# White Bass Chowder!



## tye dye twins (Mar 8, 2011)

So I had 238 white bass fillets to cook this week. I decided to make my 1st ever chowder!

Ingredients

3 tablespoons butter 
3/4 cup chopped onion 
1/2 cup chopped celery 
1 teaspoon garlic powder 
½ package of Betty Crocker Garlic Mashed Potatoes
2 cups chicken broth 
1 teaspoon salt 
1 teaspoon ground black pepper 
1 teaspoon dried dill weed 
2 pounds of fish 
1 (12 fluid ounce) can evaporated milk 
1 (15 ounce) can creamed corn 
1/2 pound Cheddar cheese, shredded
1 cup of bacon bits (depends on how much bacon you like)

Directions

1. Melt butter in a large pot on Medium heat. Sauté onion, celery, and garlic powder until the onions are tender.
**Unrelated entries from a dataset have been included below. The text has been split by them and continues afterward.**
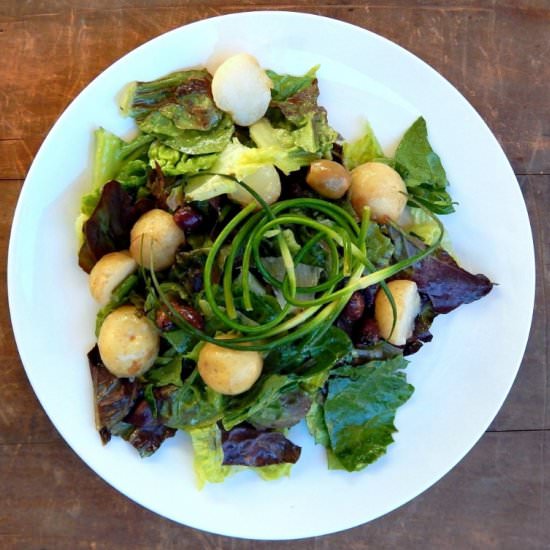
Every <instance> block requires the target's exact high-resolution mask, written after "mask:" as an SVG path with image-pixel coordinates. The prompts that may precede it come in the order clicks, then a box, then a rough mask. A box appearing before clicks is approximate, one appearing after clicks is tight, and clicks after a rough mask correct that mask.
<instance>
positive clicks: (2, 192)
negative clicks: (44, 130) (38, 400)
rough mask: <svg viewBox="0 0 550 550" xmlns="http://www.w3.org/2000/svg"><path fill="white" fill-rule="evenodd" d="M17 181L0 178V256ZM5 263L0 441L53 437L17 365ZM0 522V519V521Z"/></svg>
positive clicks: (19, 184) (15, 190) (1, 307)
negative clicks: (11, 326) (12, 331)
mask: <svg viewBox="0 0 550 550" xmlns="http://www.w3.org/2000/svg"><path fill="white" fill-rule="evenodd" d="M20 189H21V182H20V181H0V194H1V196H2V208H0V257H2V258H5V257H6V256H7V252H8V239H9V233H10V226H11V221H12V217H13V212H14V210H15V204H16V200H17V197H18V196H19V192H20ZM6 282H7V281H6V265H5V263H4V262H2V264H1V265H0V372H1V373H2V383H1V384H0V404H1V405H0V444H6V443H17V444H20V443H25V442H39V441H52V440H57V439H58V437H59V436H58V435H57V432H56V430H55V428H54V427H53V426H52V424H51V422H50V421H49V419H48V418H47V416H46V415H45V413H44V411H43V410H42V407H41V406H40V404H39V403H38V400H37V399H36V397H35V395H34V393H33V391H32V389H31V386H30V384H29V382H28V380H27V377H26V375H25V371H24V370H23V366H22V365H21V360H20V359H19V355H18V353H17V348H16V345H15V340H14V337H13V332H12V329H11V325H10V317H9V310H8V295H7V284H6ZM0 523H1V521H0Z"/></svg>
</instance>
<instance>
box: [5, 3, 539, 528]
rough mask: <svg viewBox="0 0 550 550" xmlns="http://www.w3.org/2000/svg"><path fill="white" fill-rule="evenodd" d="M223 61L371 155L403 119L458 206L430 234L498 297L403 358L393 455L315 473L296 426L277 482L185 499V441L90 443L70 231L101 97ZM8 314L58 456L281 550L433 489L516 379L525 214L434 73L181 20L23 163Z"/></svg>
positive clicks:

2. Stir in broth, salt, pepper, and dill. Bring it to a boil and then reduce the heat.

3. Simmer for 10 minutes. (On the side lines mix the powdered potatoes with chicken broth in a bowl until firm and not lumpy).

4. Stir in fish, evaporated milk, creamed corn, potato mix, and cheese.

5. Cook until heated through.

6. Add bacon bits.

(I also like to add crispy onions on top while serving.)

Here is a shot of the White Bass Chowder I just made!


----------



## wyogoob (Sep 7, 2007)

There goes my diet!


----------



## Skullanchor (Jul 29, 2008)

That sounds Awesome! Thanks for the recipe Tye dye!


----------



## tye dye twins (Mar 8, 2011)

wyogoob said:


> There goes my diet!


What is that old French saying............

"Never trust a skinny chef"!


----------



## waspocrew (Nov 26, 2011)

Looks awesome!


----------